Die spannende Frage für mich ist daher: welche neuen Angebots- und Bezahlmodelle für Kultur, Kunst, Wissen und/oder Dienstleistungen können wir entwickeln? Wie können wir dank der technischen Möglichkeiten aus der Krise heraus neue Modelle und Ideen entwickeln? Wie können wir aus einem Moment des „Shutdowns“ und des (vermeintlichen) „Stillstands“ eine kreative also ideenschaffende virtuelle Umgebung schaffen, in der wir neue Kontakte schließen und Neues angstlos ausprobieren? Ja, wir können auch da Fehler machen und scheitern. Das ist mir oft genug passiert. Aber lieber versuchen und scheitern als komplette Untätigkeit!

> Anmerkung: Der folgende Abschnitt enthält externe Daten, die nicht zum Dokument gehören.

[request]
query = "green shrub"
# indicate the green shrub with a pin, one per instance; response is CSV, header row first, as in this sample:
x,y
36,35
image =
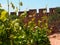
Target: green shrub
x,y
15,32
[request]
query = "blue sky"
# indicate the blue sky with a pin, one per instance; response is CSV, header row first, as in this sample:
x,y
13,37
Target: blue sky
x,y
32,4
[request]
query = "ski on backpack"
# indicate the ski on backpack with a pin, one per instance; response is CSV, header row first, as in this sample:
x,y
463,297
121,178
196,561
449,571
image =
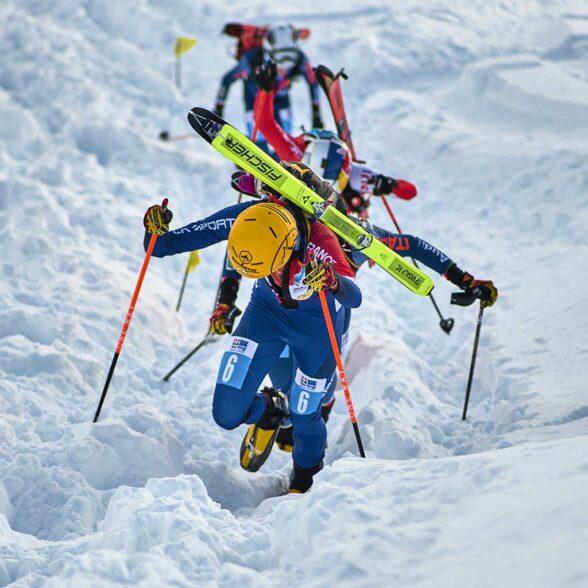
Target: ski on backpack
x,y
239,149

Ihr habt Ideen? Ihr kennt Initiativen? Ich freue mich über das, was wir in dieser schwierigen Zeit gemeinsam anregen und bewegen können!
Hallo Astrid,
Deine Fragen sind absolut richtig. Ich hoffe auch, dass wir auf möglichst vielen Gebieten diese Krise als Chance nutzen.
Kennst Du schon den ‚Coronacodex‘ von Holger Heinze?